There will not, it seems plainest of all, be any kind of echo to the sorry opening to 2014, when United’s pre-season tactical scheme was abandoned after 45 minutes of a campaign which only grew more traumatic by the week.
This bunch, under Simpson, seem more drilled, more tightly wedded to The Plan. They seem to be buying into it, not that they have much choice in the matter. Simpson as standard-setter is obviously the best factor in all this and, on that basis, it’s easier to imagine Brunton Park as a place where fewer favours are offered, fewer gifts given.
Whether it will be enough to make Carlisle contenders in quick time is another matter. You can’t, though, put away a side like Bolton without hopes being fed. Once United soaked up the visitors’ expected early passing, and rode the loss of Morgan Feeney to a head injury, they applied themselves impressively to the task of threatening Ian Evatt’s visitors.
Bolton, in the end, flirted while United followed through. The Blues were ruthless on the mistake that came from Ricardo Santos in the 18th minute, Owen Moxon swooping onto the pass that saw Ryan Edmondson beat James Trafford with a cruising finish.
They were also, via the likes of debutant Fin Back, aggressive in the challenge and primed to go further.
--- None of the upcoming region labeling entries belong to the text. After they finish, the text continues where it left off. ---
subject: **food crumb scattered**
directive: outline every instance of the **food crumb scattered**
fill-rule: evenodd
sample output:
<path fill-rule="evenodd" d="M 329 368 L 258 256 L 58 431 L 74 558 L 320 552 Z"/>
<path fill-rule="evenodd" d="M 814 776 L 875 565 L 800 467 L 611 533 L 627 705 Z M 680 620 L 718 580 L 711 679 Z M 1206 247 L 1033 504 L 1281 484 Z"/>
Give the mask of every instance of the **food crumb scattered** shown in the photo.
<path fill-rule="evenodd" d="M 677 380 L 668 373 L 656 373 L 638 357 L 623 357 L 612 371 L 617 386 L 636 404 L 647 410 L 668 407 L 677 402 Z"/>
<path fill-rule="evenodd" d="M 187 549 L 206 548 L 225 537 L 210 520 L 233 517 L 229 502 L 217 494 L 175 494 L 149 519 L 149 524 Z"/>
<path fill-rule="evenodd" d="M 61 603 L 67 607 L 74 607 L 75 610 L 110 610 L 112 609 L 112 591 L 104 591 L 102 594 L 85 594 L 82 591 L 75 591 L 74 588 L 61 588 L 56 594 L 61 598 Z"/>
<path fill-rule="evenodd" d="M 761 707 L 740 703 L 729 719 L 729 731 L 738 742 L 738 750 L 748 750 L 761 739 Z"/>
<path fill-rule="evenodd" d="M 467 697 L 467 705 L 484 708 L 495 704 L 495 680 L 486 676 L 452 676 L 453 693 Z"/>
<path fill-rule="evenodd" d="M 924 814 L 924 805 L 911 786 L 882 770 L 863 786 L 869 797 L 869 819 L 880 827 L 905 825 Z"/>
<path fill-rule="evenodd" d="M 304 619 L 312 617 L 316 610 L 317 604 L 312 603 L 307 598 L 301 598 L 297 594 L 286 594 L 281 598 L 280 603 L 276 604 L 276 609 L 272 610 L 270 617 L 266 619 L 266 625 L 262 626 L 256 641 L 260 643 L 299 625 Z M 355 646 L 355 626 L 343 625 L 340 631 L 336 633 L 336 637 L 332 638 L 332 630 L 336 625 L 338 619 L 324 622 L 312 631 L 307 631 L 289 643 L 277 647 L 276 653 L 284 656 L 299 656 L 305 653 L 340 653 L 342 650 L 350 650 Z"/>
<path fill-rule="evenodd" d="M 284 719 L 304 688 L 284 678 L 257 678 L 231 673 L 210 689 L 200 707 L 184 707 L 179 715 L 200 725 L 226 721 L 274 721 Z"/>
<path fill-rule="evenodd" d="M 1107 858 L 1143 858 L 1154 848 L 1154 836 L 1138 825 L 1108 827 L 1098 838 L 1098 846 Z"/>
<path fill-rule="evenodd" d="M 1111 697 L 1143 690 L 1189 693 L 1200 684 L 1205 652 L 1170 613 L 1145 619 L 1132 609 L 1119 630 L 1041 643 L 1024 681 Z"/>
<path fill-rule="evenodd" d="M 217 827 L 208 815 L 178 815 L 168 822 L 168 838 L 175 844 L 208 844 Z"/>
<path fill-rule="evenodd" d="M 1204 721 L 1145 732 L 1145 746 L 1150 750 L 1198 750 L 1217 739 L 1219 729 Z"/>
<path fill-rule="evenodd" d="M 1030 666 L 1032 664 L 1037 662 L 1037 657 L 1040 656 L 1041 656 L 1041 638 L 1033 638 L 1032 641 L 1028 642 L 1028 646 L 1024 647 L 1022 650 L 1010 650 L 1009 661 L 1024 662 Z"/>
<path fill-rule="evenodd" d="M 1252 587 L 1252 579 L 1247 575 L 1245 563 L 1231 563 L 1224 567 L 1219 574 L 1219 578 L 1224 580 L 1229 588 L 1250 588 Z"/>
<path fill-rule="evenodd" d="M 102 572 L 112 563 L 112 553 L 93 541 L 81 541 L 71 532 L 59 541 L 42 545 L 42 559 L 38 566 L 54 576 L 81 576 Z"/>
Bolton’s best work was neat, such as the corner routine that almost saw George Thomason level, and in the case of Kyle Dempsey, industrious.
Yes United anticipated most danger well, and then doubled their lead through persistence after a Moxon corner, and an opportunist Ben Barclay header.
Edmondson’s frontrunning was always tenacious, while Corey Whelan deputised soundly and determinedly for Feeney. Bolton halved the lead when Brennan Dickenson tripped Dempsey and Aaron Morley netted from the spot, but United scored again within seconds: Kristian Dennis poaching after Moxon and Jordan Gibson had prised the visitors open.
It spoke well of Carlisle’s ability (and fitness) to go again, if you don’t mind the use of that modern cliché. Substitutions drew the pace from things as the second half went on, yet Bolton rarely convinced when one imagined they would eventually throw a few stronger jabs.
Tomas Holy, on his first proper goalkeeping workout of United's friendlies, kept out an Elias Kachunga bicycle kick, having also blocked a Jon Dadi Bodvarsson attempt. Carlisle, though, also crafted chances they should have taken, principally Back’s fine cross for Dennis which the striker guided wide.
No matter. United, by then, had shown their mettle, and the closing stages were no worse than even, Nic Bollado ghosting into space to head a Jack Armer cross at Trafford, and at the other end Holy easily swallowing a Kieran Lee volley.
Bolton will no doubt fire things up when the League One season starts. On Saturday they looked a tidy team in need of some rocket fuel. Some of the urgency, in fact, that you saw in the dark blue shirts which were soaked in sweat that came not just from the emerging heatwave, but the effort and knowing toil of a Simpson pre-season.
Thinking – hoping – it all might translate into an acceptable season does not, at this tantalising point, feel like such a giant leap of faith.